Free Windows file sync programs? FreeFileSync, etc.

Started Sep 22, 2022 | Discussions thread
foot Veteran Member • Posts: 4,869
Re: Free Windows file sync programs? FreeFileSync, etc.

LynniePad wrote:

foot wrote:

LynniePad wrote:

foot wrote:

Carey Brown wrote:

LynniePad wrote:

Carey Brown wrote:

LynniePad wrote:

Eric Carlson wrote:

LynniePad wrote:

Robocopy has been around for a while, Win7 at least.

Since Windows NT 4.0 resource kit. A really long time ago. It's great for IT work, and for people who grew up using the command line, though not necessarily ideal for people not used to using a command prompt.

Yes, but some early versions were rather limited. I mentioned Win7 because it was likely the first version that many users employed. Wikipedia discusses the history.

I’d suggest that the computer skills required for command line operation are rather less than those required for wrangling LR and PS, and for the many other complex activities often recommended by our correspondents. Craig, for example, makes my head hurt.

I’ve been using Robocopy for backup since 2019 with good results. There does seem to be some reluctance to use the program, but it’s ideal for my requirements.
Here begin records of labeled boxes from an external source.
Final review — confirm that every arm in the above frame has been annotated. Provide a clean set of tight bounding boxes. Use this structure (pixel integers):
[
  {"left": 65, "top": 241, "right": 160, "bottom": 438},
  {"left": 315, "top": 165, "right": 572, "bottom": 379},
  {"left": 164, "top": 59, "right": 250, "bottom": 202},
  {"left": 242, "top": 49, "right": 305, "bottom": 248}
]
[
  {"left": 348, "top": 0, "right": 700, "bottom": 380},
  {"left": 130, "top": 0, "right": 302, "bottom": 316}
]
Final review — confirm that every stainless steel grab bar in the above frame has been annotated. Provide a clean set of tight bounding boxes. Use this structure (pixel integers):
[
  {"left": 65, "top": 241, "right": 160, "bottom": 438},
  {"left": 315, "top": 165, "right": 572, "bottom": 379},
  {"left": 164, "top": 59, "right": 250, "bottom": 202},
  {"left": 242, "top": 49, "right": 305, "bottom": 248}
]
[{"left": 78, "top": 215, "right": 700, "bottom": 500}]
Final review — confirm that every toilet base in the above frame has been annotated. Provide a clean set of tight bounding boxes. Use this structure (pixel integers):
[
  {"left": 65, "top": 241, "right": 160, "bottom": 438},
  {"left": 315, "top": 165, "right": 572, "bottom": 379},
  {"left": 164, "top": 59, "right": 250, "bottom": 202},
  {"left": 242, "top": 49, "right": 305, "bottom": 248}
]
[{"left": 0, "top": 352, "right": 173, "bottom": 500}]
Does Robocopy support versioning?

No, but when necessary, I keep multiple versions of a developing project in the working folder: (thesis001.docx, thesis002.docx, thesis003.docx etc.).

I use FreeFileSync which has versioning. On two critical folder hierarchies that are in constant change I set up FFS script to back them up with versioning every hour. Runs in the background and is very fast.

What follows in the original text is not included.